Optimum selects Amdocs for AI-powered billing transformation

Published 10/09/2025, 13:08
© Amdocs PR

JERSEY CITY - Optimum, a provider of fiber internet, mobile, and TV services, has signed a multi-year agreement with Amdocs (NASDAQ:DOX), a $9.4 billion market cap technology company with strong financial health, to extend their managed services engagement using Amdocs’ AI offerings, according to a press release statement. InvestingPro data shows Amdocs maintains a healthy balance sheet with moderate debt levels and consistent dividend payments for 14 consecutive years.

The collaboration will utilize Amdocs’ amAIz Suite, a telco-grade AI platform, to implement new solutions including an AI-powered Bill Presenter and GenAI Care Agent. The Bill Presenter aims to provide more intuitive billing experiences, while the Care Agent will support customer representatives with inquiries about plan changes, promotions, and fees.

The agreement will also support Optimum’s efforts to modernize its billing infrastructure and address legacy system challenges.

"At Optimum, we are undergoing work that is transforming our business from the inside out, including the modernization and evolution of our technology foundation through various AI tools and partner solutions," said Luciano Ramos, Chief Product and Technology Officer at Optimum.
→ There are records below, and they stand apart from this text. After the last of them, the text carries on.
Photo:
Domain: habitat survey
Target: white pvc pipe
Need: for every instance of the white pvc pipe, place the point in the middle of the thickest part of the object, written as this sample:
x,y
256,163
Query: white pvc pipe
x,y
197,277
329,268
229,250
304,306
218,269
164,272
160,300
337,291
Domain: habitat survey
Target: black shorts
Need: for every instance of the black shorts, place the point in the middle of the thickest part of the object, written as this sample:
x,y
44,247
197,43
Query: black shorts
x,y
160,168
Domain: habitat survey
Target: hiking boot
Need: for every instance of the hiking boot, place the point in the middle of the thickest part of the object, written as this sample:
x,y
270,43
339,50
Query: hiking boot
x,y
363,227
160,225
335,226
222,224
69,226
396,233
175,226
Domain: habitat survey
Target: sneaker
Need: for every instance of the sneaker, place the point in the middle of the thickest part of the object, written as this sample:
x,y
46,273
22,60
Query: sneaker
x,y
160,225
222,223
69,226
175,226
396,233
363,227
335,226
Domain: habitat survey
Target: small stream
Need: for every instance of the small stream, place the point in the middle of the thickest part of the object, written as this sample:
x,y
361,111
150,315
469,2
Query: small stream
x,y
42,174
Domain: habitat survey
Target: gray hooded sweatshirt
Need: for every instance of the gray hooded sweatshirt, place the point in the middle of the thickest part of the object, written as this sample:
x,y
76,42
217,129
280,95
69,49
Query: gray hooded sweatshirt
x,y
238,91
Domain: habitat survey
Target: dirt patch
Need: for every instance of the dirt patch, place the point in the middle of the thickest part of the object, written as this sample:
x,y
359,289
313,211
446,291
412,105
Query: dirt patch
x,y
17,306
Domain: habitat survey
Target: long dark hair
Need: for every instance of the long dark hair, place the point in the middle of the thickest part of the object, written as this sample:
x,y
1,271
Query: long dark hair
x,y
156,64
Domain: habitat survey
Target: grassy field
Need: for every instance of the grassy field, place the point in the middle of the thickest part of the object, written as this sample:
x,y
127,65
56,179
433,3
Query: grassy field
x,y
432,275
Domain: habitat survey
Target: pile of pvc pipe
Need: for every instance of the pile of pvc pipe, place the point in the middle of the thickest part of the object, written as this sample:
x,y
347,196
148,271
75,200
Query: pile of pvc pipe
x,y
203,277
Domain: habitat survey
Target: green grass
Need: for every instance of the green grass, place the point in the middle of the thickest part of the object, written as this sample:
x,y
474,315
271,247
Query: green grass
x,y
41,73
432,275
Anthony Goonetilleke, Group President of Technology and Head of Strategy at Amdocs, noted that the collaboration addresses "the growing need for smart, scalable operations that go beyond traditional IT services."

Both executives are scheduled to participate in a fireside chat titled "Amdocs & Optimum - Verticalizing AI for Telcos" at TM Forum, Innovate Americas in Dallas today at 11AM local time.

Amdocs reported revenue of $5.00 billion in fiscal 2024 and is listed on the NASDAQ Global Select Market.

In other recent news, Amdocs reported its Q3 2025 earnings, highlighting a revenue of $1.140 billion. This figure exceeded forecasts and represented a 3.5% increase compared to the same period last year. However, the company’s earnings per share (EPS) of $1.39 did not meet the expected $1.45. Despite this shortfall in EPS, Amdocs continues to maintain a strong market position, largely due to its advancements in cloud services and AI technologies. These recent developments underscore the company’s ongoing efforts to leverage innovative solutions to drive growth. Investors are closely watching Amdocs’ performance, especially in light of its revenue achievements and the missed EPS target. The company’s strategic focus on technology appears to be a significant factor in its revenue growth. Analyst opinions and future expectations from firms are not detailed in the recent news.